Campus-harvested honey sweetens the menu at Michigan State

Locally Sourced: MSU Culinary Services has begun incorporating honey harvested on campus in its menus, including in the vinaigrette for its Spring Vegetable Grain Bowl.
Spring Vegetable Grain Bowl
The Spring Vegetable Grain Bowl features an assortment of fresh produce from the MSU Student Organic Farm. | Photos courtesy of Harley Cook at HCookMedia

Locally Sourced

Around four years ago, the culinary team at Michigan State University (MSU) in East Lansing, Michigan debuted its Spring Vegetable Grain Bowl at its dining halls.

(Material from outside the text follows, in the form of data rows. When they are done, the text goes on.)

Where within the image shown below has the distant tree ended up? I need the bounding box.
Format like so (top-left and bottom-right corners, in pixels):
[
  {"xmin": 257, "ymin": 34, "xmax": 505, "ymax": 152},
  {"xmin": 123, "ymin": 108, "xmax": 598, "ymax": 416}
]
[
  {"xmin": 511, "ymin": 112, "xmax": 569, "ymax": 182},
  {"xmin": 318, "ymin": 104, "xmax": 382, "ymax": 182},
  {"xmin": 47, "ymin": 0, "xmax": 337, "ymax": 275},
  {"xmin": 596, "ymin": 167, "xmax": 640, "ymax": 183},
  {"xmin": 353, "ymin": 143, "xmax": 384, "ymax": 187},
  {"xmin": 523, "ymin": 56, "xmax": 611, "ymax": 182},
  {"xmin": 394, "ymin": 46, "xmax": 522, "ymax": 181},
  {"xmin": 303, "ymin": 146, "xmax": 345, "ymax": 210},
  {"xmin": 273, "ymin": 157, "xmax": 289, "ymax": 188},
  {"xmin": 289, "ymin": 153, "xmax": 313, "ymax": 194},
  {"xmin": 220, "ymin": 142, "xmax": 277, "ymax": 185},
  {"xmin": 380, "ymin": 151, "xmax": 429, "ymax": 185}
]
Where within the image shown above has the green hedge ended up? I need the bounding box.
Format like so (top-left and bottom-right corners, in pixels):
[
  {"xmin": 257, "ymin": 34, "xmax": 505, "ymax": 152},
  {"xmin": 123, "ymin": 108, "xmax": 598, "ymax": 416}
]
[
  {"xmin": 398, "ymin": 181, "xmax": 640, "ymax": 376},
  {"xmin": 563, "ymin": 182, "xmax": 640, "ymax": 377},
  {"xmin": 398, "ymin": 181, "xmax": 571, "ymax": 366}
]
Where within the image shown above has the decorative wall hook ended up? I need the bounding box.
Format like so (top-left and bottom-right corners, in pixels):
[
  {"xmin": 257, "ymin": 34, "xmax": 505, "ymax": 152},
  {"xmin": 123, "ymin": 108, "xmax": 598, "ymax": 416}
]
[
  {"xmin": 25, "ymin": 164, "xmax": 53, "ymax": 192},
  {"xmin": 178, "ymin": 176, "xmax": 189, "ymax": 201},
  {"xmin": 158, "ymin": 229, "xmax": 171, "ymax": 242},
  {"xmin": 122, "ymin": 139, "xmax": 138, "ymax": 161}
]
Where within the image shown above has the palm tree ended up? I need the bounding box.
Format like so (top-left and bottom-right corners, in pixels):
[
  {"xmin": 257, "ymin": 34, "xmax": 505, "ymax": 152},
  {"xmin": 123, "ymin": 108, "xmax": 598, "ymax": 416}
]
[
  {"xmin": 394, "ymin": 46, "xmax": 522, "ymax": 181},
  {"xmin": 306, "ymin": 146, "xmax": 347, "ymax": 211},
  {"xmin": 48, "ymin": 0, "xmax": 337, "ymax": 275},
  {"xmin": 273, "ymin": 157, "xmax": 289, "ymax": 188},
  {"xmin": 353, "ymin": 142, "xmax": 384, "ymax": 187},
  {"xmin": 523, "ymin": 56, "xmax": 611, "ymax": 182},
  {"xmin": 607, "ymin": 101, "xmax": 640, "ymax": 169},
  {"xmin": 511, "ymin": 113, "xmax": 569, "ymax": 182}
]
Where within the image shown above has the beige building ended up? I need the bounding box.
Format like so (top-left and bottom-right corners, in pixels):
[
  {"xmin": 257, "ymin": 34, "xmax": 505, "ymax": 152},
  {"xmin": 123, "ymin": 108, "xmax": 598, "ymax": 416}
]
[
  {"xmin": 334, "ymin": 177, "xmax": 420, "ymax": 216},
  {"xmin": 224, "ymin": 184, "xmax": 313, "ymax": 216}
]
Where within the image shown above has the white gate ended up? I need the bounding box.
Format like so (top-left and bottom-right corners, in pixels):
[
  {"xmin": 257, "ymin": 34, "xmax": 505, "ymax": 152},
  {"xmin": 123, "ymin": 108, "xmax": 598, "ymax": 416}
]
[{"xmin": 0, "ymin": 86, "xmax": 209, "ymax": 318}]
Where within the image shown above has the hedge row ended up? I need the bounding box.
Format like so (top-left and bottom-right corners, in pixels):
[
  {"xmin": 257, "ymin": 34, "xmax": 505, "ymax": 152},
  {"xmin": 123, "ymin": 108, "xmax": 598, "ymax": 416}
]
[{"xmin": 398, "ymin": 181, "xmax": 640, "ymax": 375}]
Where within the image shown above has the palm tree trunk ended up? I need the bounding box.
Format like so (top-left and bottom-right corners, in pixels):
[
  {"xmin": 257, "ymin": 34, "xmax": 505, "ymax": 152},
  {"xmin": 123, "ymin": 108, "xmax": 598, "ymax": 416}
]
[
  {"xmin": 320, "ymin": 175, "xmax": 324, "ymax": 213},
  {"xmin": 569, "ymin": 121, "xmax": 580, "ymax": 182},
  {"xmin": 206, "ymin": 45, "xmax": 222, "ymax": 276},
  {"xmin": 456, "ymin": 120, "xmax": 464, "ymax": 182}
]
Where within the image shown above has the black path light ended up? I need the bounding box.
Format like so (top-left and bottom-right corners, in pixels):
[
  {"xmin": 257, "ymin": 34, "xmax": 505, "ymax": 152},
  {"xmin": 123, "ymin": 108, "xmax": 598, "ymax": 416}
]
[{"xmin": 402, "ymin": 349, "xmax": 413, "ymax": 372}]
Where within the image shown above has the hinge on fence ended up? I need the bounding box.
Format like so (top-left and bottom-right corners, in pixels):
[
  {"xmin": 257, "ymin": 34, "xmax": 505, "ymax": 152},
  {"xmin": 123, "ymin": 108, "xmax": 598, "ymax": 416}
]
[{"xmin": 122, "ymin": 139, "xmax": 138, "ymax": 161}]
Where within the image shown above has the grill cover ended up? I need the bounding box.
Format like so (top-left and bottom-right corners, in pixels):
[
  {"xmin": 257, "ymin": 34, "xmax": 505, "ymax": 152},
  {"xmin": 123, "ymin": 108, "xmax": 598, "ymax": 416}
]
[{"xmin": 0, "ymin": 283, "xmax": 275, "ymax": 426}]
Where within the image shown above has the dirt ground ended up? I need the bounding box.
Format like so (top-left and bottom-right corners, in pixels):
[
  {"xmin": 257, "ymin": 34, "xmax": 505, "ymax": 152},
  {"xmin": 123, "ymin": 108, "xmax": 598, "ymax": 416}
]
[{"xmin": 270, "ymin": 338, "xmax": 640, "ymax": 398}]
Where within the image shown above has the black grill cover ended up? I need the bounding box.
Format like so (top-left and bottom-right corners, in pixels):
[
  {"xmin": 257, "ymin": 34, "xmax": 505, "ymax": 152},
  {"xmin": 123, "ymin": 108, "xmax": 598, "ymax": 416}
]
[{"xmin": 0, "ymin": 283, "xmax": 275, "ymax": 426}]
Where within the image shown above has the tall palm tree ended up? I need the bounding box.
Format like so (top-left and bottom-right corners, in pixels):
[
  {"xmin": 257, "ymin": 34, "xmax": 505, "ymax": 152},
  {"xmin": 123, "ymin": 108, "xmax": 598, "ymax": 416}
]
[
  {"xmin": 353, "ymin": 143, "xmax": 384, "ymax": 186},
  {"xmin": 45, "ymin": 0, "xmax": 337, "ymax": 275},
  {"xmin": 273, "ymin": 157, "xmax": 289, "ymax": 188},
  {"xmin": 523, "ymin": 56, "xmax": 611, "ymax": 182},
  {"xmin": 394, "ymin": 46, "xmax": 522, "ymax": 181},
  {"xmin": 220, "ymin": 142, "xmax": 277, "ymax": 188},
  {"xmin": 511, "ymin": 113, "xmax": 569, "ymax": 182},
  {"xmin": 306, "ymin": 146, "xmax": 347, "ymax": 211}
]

The dish features a grain (such as couscous) paired with an assortment of spring produce.

Though the dish is offered at several different locations on campus, one thing all the bowls have in common no matter where they’re prepared, is the use of local ingredients.

Building the bowl

The bowl features a rotating selection of produce that is sourced from the MSU Student Organic Farm on campus. Ingredients like beets, kale and spring onions all make appearances in the dish based on what is available for harvest.

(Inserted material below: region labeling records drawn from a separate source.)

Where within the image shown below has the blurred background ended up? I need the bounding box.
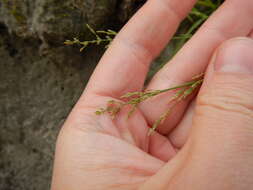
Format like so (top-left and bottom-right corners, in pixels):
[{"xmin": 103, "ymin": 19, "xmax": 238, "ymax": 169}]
[{"xmin": 0, "ymin": 0, "xmax": 221, "ymax": 190}]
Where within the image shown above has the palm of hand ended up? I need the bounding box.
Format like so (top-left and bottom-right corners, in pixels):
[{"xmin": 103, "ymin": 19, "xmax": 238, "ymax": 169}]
[
  {"xmin": 52, "ymin": 96, "xmax": 180, "ymax": 189},
  {"xmin": 52, "ymin": 0, "xmax": 253, "ymax": 190}
]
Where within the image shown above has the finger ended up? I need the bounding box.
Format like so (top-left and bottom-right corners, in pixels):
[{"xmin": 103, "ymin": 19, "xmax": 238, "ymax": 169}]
[
  {"xmin": 168, "ymin": 35, "xmax": 253, "ymax": 149},
  {"xmin": 168, "ymin": 100, "xmax": 196, "ymax": 149},
  {"xmin": 141, "ymin": 0, "xmax": 253, "ymax": 134},
  {"xmin": 84, "ymin": 0, "xmax": 195, "ymax": 97},
  {"xmin": 140, "ymin": 38, "xmax": 253, "ymax": 190}
]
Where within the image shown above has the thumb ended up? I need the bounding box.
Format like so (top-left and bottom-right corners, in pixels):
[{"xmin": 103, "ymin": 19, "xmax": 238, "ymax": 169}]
[
  {"xmin": 179, "ymin": 38, "xmax": 253, "ymax": 190},
  {"xmin": 141, "ymin": 38, "xmax": 253, "ymax": 190}
]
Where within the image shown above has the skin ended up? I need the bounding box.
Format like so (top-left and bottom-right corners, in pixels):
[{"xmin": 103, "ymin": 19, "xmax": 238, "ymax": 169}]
[{"xmin": 51, "ymin": 0, "xmax": 253, "ymax": 190}]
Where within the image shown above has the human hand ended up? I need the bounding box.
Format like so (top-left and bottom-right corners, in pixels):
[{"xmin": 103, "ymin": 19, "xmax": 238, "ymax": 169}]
[{"xmin": 52, "ymin": 0, "xmax": 253, "ymax": 190}]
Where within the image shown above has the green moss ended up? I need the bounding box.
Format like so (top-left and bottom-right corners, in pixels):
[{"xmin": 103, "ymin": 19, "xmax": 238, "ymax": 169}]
[{"xmin": 0, "ymin": 0, "xmax": 27, "ymax": 25}]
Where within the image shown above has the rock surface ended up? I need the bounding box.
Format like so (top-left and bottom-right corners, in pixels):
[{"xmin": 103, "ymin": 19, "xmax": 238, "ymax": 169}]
[{"xmin": 0, "ymin": 0, "xmax": 143, "ymax": 190}]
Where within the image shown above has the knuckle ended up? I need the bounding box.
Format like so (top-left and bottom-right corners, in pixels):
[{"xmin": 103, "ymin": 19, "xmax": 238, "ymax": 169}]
[{"xmin": 197, "ymin": 74, "xmax": 253, "ymax": 118}]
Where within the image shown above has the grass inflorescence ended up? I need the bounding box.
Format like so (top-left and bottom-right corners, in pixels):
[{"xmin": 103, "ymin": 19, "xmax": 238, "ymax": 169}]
[{"xmin": 65, "ymin": 0, "xmax": 224, "ymax": 135}]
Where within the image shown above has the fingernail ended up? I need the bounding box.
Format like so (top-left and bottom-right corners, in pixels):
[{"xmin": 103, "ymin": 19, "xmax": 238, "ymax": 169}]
[{"xmin": 214, "ymin": 38, "xmax": 253, "ymax": 74}]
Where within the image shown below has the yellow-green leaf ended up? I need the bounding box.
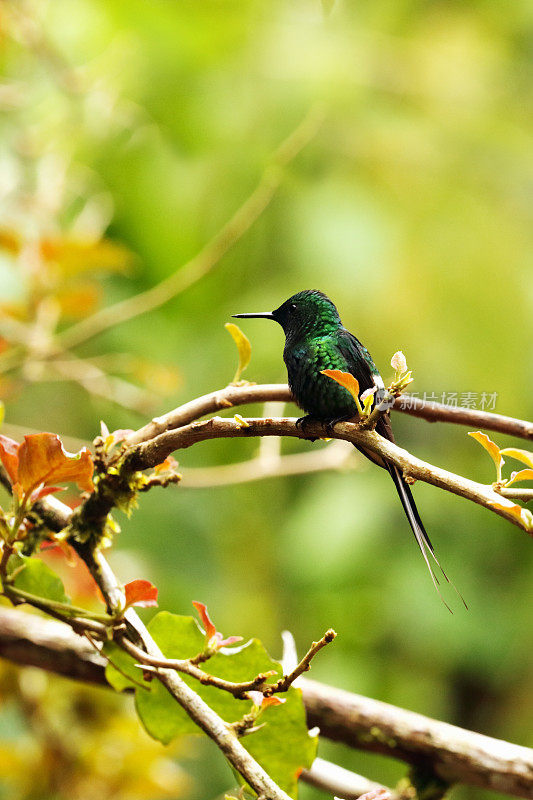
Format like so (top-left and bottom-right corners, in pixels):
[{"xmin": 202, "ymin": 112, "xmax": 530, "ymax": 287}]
[
  {"xmin": 468, "ymin": 431, "xmax": 504, "ymax": 481},
  {"xmin": 224, "ymin": 322, "xmax": 252, "ymax": 383},
  {"xmin": 500, "ymin": 447, "xmax": 533, "ymax": 468},
  {"xmin": 505, "ymin": 469, "xmax": 533, "ymax": 486}
]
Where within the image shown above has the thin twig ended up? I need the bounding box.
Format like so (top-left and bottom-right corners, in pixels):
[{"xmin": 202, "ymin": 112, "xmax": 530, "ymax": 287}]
[
  {"xmin": 300, "ymin": 678, "xmax": 533, "ymax": 800},
  {"xmin": 263, "ymin": 628, "xmax": 337, "ymax": 697},
  {"xmin": 300, "ymin": 758, "xmax": 394, "ymax": 800}
]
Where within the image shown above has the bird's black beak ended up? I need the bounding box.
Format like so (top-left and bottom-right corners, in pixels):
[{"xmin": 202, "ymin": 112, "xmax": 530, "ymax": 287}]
[{"xmin": 231, "ymin": 311, "xmax": 275, "ymax": 319}]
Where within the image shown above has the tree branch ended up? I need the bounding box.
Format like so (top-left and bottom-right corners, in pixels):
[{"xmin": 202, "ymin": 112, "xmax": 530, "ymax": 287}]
[
  {"xmin": 127, "ymin": 417, "xmax": 532, "ymax": 532},
  {"xmin": 0, "ymin": 608, "xmax": 533, "ymax": 800},
  {"xmin": 300, "ymin": 679, "xmax": 533, "ymax": 800},
  {"xmin": 300, "ymin": 758, "xmax": 394, "ymax": 800},
  {"xmin": 125, "ymin": 383, "xmax": 533, "ymax": 445}
]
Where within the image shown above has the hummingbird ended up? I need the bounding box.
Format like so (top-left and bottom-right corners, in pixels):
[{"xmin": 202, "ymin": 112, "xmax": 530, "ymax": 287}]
[{"xmin": 232, "ymin": 289, "xmax": 458, "ymax": 610}]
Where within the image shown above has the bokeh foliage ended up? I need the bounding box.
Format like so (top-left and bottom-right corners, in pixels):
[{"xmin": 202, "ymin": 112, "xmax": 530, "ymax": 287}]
[{"xmin": 0, "ymin": 0, "xmax": 533, "ymax": 800}]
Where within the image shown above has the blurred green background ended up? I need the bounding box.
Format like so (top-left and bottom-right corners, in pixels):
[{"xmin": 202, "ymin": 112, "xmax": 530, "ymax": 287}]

After compiling the grain and fresh produce, the bowl is then topped with a citrus vinaigrette that incorporates local MSU Honey. It is prepared by first combining orange juice and lime juice with the honey, apple cider vinegar, garlic fresh basil. Olive oil is then blended in to create an emulsion.

“It’s very simple, but it’s very tasty,” says Interim Corporate Executive Chef Bryan Latz.

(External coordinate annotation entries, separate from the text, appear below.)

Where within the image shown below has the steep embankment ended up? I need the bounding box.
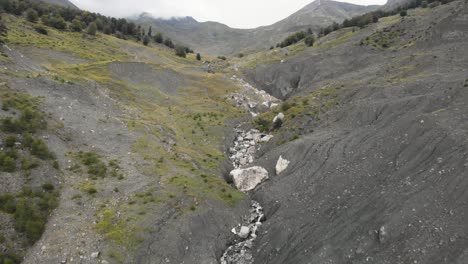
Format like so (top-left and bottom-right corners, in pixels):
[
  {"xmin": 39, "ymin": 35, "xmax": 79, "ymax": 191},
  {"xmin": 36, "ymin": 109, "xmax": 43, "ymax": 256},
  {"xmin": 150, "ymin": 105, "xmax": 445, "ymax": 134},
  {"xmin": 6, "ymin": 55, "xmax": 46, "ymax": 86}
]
[
  {"xmin": 0, "ymin": 11, "xmax": 250, "ymax": 263},
  {"xmin": 236, "ymin": 1, "xmax": 468, "ymax": 264}
]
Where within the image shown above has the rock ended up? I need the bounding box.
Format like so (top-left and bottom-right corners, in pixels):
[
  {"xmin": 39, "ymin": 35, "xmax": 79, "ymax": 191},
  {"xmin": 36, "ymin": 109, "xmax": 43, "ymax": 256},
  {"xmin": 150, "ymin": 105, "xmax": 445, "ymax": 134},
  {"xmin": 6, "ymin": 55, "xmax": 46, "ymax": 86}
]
[
  {"xmin": 379, "ymin": 226, "xmax": 388, "ymax": 243},
  {"xmin": 273, "ymin": 113, "xmax": 284, "ymax": 123},
  {"xmin": 275, "ymin": 156, "xmax": 290, "ymax": 175},
  {"xmin": 237, "ymin": 226, "xmax": 250, "ymax": 239},
  {"xmin": 230, "ymin": 166, "xmax": 268, "ymax": 192},
  {"xmin": 260, "ymin": 135, "xmax": 273, "ymax": 143}
]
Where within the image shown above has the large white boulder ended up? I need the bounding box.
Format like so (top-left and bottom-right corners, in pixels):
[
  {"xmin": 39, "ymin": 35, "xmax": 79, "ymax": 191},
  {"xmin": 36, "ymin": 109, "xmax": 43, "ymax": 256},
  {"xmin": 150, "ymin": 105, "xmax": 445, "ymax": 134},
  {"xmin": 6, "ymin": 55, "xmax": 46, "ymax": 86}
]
[
  {"xmin": 275, "ymin": 156, "xmax": 290, "ymax": 175},
  {"xmin": 230, "ymin": 166, "xmax": 268, "ymax": 192}
]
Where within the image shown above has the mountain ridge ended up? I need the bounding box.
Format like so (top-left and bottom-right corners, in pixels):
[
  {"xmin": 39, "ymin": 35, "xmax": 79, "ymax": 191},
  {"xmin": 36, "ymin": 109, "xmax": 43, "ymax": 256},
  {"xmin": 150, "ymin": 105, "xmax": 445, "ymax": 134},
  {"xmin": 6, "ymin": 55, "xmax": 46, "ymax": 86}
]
[{"xmin": 135, "ymin": 0, "xmax": 377, "ymax": 56}]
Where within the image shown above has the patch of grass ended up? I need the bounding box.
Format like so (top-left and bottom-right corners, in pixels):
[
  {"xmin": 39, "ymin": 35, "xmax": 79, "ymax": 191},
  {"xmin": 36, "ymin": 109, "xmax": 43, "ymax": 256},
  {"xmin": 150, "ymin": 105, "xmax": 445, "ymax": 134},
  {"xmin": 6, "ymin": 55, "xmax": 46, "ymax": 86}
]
[
  {"xmin": 78, "ymin": 152, "xmax": 107, "ymax": 178},
  {"xmin": 318, "ymin": 28, "xmax": 359, "ymax": 49},
  {"xmin": 360, "ymin": 29, "xmax": 401, "ymax": 49},
  {"xmin": 95, "ymin": 209, "xmax": 139, "ymax": 247}
]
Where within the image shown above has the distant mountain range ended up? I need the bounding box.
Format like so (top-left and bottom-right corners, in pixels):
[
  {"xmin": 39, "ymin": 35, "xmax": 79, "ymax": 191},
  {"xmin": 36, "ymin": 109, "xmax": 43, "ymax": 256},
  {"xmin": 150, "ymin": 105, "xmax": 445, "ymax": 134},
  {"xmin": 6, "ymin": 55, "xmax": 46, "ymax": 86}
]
[
  {"xmin": 136, "ymin": 0, "xmax": 379, "ymax": 55},
  {"xmin": 41, "ymin": 0, "xmax": 78, "ymax": 8}
]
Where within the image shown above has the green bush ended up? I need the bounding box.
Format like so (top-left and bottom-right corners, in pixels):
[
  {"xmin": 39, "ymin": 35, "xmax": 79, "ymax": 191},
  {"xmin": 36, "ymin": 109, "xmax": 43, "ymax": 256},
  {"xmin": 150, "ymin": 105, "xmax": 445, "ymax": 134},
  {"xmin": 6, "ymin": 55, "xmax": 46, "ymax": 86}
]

The MSU Student Organic Farm has had a presence on campus since the late 1990s and became certified organic in the early 2000s. At just over 15 acres, it grows an assortment of produce including a variety of fresh greens.  

While the farm has worked with the dining team for many years now, its partnership was recently strengthened after the farm became a part of the Culinary Services Division within the Student Life and Engagement department.

“They have stake in us and we have stake in them and it's really bloomed into a beautiful partnership,” says MSU Student Organic Farm Manager Darby Anderson.

Each week, MSU chefs receive a list of available produce and place their orders for it to be delivered every Tuesday.

“As chefs on this campus, we're always looking at that availability that [Anderson] sends out weekly,” says Latz. “Then, we look at our menus and we try to order our needs of whatever they have.”

Preparing the grain bowl

The bowl is topped with a citrus vinaigrette that incorporates honey harvested on campus. 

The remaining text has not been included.